O tema aqui tratado se situa ao âmbito da discussão dogmático principiológica no Brasil em Direito penal e busca desmistificar uma suposta definição de critérios pretensamente coerentes pelo STF e STJ na análise da incidência do princípio da insignificância, almejando esclarecer determinadas contradições e posicionamentos que as nossas cortes superiores adotam, limitadores da aplicação do princípio.
O STF pacificou entendimento no sentido de que a aplicação do princípio da insignificância dependerá do preenchimento de condições objetivas, quais sejam, (a)mínima ofensividade da conduta do agente,(b)nenhuma periculosidade social da ação, (c)grau reduzido de reprovabilidade do comportamento, e (d)inexpressividade da lesão jurídica provocada. Em primeiro plano, cumpre acentuar que nem todos estes critérios podem – nem deveriam – ser aferidos objetivamente, conforme se depreende da análise do grau reduzido de reprovabilidade do comportamento, circunstância que importa em nítido grau de valoração e, portanto, sem parâmetro de objetividade apontado, o que não significa que este critério não poderia existir, pois, se possível o densificarmos este pode ser aplicado, desde que com razoabilidade.
O maior problema não se infere deste critério ou de qualquer dos outros adotados e sim do sentido conferido a eles, mais precisamente, com a finalidade de bloquear a aplicação do princípio discutindo aspectos totalmente alheios ao plano da tipicidade material como se fossem decisivos para solução dos casos concretos em que o princípio poderia incidir.
Neste sentido, o STF e o STJ tem impossibilitado a aplicação do princípio da insignificância quando o réu for reincidente, ou portador de maus antecedentes, conforme se verifica de decisões mais recentes (HC 122547/MG; HC 122286/PR – 19/08/2014/HC 122030; AgR/MG:25/06/2014 e outras), sendo que, algumas decisões, fazem referência também a supostas condições de infrator contumaz e personalidade voltada à prática delitiva ou a presença de inquéritos policiais em andamento. Em primeiro plano, já apontamos em outros escritos que a referência a“personalidade voltada à prática delitiva” implica em adoção de um direito penal de autor, concepção absolutamente contrária a dominante, em que o Direito penal somente pode ser considerado adequado às postulações de um Estado Democrático de Direito se – e enquanto – for um Direito penal do fato, ou seja, o direito penal do autor termina por fazer referência à personalidade como forma de vinculação à esfera de responsabilidade pelo resultado, sem que exista relação direta com o fato delituoso, perspectiva que deve ser afastada.

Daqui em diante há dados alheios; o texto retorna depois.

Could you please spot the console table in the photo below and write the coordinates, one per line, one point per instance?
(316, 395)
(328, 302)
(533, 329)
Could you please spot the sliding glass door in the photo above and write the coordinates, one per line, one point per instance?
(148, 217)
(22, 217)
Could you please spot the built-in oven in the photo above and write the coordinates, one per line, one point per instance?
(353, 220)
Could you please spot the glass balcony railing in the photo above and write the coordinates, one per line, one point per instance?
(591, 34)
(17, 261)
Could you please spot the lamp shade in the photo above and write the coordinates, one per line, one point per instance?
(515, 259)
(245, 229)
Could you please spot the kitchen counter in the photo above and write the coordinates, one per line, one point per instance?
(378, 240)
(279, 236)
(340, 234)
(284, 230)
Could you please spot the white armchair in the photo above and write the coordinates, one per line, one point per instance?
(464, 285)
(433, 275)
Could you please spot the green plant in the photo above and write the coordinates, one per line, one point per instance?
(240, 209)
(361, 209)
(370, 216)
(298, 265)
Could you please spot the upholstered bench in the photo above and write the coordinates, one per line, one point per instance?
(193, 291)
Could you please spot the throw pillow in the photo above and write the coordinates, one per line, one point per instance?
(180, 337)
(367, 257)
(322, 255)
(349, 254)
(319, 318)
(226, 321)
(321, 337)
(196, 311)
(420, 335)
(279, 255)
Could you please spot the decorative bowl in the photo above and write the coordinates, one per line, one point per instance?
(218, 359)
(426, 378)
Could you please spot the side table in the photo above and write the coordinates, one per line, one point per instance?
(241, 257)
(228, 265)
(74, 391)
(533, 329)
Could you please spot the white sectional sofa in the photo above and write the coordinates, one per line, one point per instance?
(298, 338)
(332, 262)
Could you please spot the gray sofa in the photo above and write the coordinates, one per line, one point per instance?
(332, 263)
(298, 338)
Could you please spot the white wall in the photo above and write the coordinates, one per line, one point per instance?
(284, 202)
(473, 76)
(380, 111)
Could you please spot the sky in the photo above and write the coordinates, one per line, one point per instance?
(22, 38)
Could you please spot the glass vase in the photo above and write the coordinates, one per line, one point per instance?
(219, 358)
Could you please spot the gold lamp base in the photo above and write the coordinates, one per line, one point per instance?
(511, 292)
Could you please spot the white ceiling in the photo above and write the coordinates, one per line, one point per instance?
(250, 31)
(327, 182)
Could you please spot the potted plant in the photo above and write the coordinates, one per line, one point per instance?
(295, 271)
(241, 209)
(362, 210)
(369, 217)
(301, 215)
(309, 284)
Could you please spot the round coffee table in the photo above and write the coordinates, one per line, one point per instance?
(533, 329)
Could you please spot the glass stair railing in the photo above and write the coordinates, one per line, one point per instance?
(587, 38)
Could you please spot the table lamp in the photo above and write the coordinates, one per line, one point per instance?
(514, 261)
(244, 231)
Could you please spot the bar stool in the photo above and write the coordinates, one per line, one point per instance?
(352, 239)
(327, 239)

Ademais, a maior contradição na adoção deste argumento nas decisões do STF e STJ está em que a consideração de aspectos relativos à reincidência delitiva ou maus antecedentes, ou à esfera da personalidade do réu, é antecipação da análise de elementos específicos da aplicação da pena como se fossem pressupostos para consideração da (a)tipicidade penal. A aplicação do princípio da insignificância é matéria vinculada à compreensão da esfera da tipicidade material da conduta do agente, ou seja, que se vincula à significância ou não da lesão ao bem jurídico tutelado pela norma.
A adoção dos critérios limitadores estabelecidos pelo STF e STJ não se revelam válidos e demonstram que o avanço dos tribunais superiores em aplicá-los tem sido limitado por interesses político criminais que tornam imprecisas suas decisões, operando uma compreensão casuística dos princípios penais. Devemos evitar que processos hermenêuticos incoerentes, de manipulação dos conceitos, alterem a destinação dos princípios, transformando-os em um recurso que muitas vezes termina por ser inútil, violentando seu sentido.